Introduction (40 minutes)
- Presentation: Why This Topic?
- Common terminology in the pipeline ecosystem
- Basic introduction to airflow
- Q&A
Building A Pipeline (75 minutes)
- (30 Minutes) Exercise: Introduction to Airflow
- Set up Airflow and a pipeline authoring environment
- Build basic 1 node and 2 node DAGs
- Gain familiarity with running DAGs
- (10 minutes) Break
- (30 minutes) Exercise: Basic ETL with Airflow
- Build your first ETL DAG in Airflow, replicating manual tasks done locally
- Authoring a DAG in airflow using python + Airflow Operators
- (5 minutes) Q&A
- Break (5 minutes)
Optimizing Your Pipeline (40 minutes)
- Presentation: “Basic ETL with Airflow Pitfalls”
- Exercise / Discussion
- Where can things go wrong in this pipeline?
- What can we do to safeguard against things going wrong?
- What metrics do we want to gather?
- How do we want to respond if/when something goes wrong?
- (30 minutes) Exercise: Implementing Best Practices on Basic ETL Pipeline
- Q&A
- Break (10 minutes)
Looking Forward (10 minutes)
- Presentation: What tools exist in the ecosystem that we can use to optimize our pipelines?
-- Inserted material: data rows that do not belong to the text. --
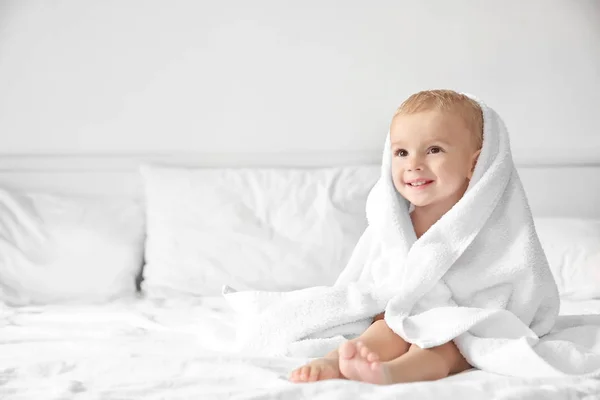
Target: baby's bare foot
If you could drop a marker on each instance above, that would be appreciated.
(317, 370)
(359, 363)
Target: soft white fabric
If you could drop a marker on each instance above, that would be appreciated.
(142, 349)
(269, 229)
(478, 276)
(68, 249)
(572, 246)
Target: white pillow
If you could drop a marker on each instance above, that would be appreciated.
(68, 249)
(572, 246)
(269, 229)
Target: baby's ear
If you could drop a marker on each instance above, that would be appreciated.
(474, 163)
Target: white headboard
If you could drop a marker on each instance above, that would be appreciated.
(564, 188)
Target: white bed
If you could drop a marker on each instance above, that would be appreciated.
(139, 348)
(174, 349)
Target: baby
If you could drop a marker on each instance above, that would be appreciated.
(436, 137)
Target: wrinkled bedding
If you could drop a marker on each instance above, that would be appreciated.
(151, 349)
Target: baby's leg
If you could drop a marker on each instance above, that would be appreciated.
(362, 358)
(414, 366)
(426, 364)
(379, 338)
(382, 341)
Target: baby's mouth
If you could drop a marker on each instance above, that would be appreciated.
(419, 184)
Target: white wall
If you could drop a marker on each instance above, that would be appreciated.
(270, 75)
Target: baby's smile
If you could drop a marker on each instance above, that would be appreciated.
(419, 184)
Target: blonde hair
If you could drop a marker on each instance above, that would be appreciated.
(450, 101)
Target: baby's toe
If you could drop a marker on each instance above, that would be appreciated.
(347, 350)
(314, 374)
(371, 357)
(364, 352)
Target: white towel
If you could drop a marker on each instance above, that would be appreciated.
(478, 276)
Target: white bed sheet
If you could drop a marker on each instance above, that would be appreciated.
(148, 349)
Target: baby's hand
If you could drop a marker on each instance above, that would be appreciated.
(317, 370)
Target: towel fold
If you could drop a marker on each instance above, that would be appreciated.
(478, 276)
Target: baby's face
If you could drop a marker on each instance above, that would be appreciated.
(433, 155)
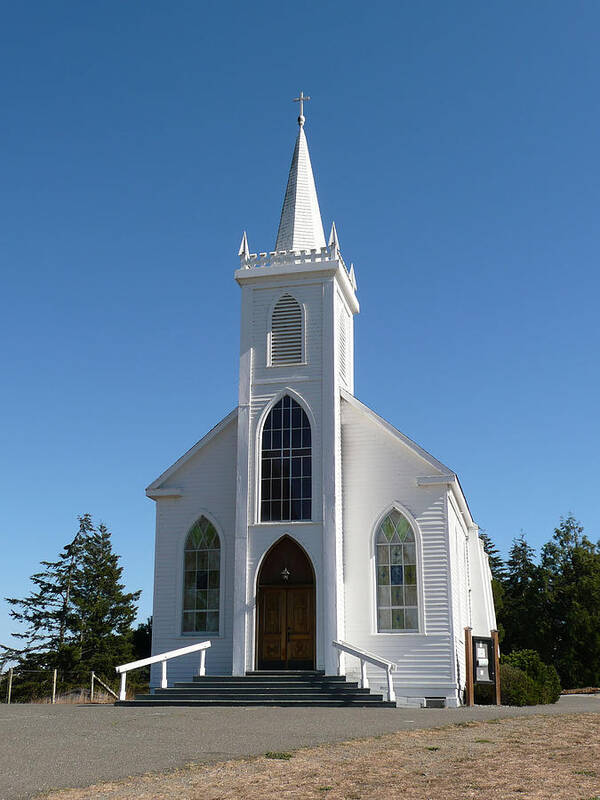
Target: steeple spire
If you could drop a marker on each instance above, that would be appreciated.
(300, 226)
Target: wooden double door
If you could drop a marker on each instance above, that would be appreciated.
(286, 627)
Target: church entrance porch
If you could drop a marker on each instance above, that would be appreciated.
(285, 607)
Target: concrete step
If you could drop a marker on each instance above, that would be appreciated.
(269, 695)
(272, 688)
(366, 702)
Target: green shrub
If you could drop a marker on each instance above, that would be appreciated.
(516, 688)
(544, 676)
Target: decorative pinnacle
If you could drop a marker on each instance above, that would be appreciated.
(244, 251)
(301, 100)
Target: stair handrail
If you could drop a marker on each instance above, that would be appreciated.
(123, 669)
(367, 657)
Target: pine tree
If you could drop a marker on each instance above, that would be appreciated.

- Q&A / Discussion: What tools have you seen used in the past for monitoring pipelines and ensuring that they are healthy?
Conclusion (5 minutes)
- Recap what was taught / covered
- Show where more resources can be found online / elsewhere
- Final Q&A and Wrap Up
Your Instructor
Vinoo Ganesh
Vinoo Ganesh leads the deployed engineering team at Bluesky Data, a startup building the next generation of cloud data infrastructure. Prior to this role, Vinoo was Head of Business Engineering at Ashler Capital of the Citadel Investment Group, where he oversaw critical data pipelines and investment platforms. In the past, Vinoo worked as CTO of Veraset, a geospatial intelligence data-as-a-service startup (which processed over 2 TB of geospatial data) and led software engineering and forward deployed engineering teams at Palantir Technologies. He is also an experienced startup advisor, advising Databand.ai’s development of tools to solve data observibility problems across the stack as well as Horangi’s development of Warden, its best-in-class cybersecurity product.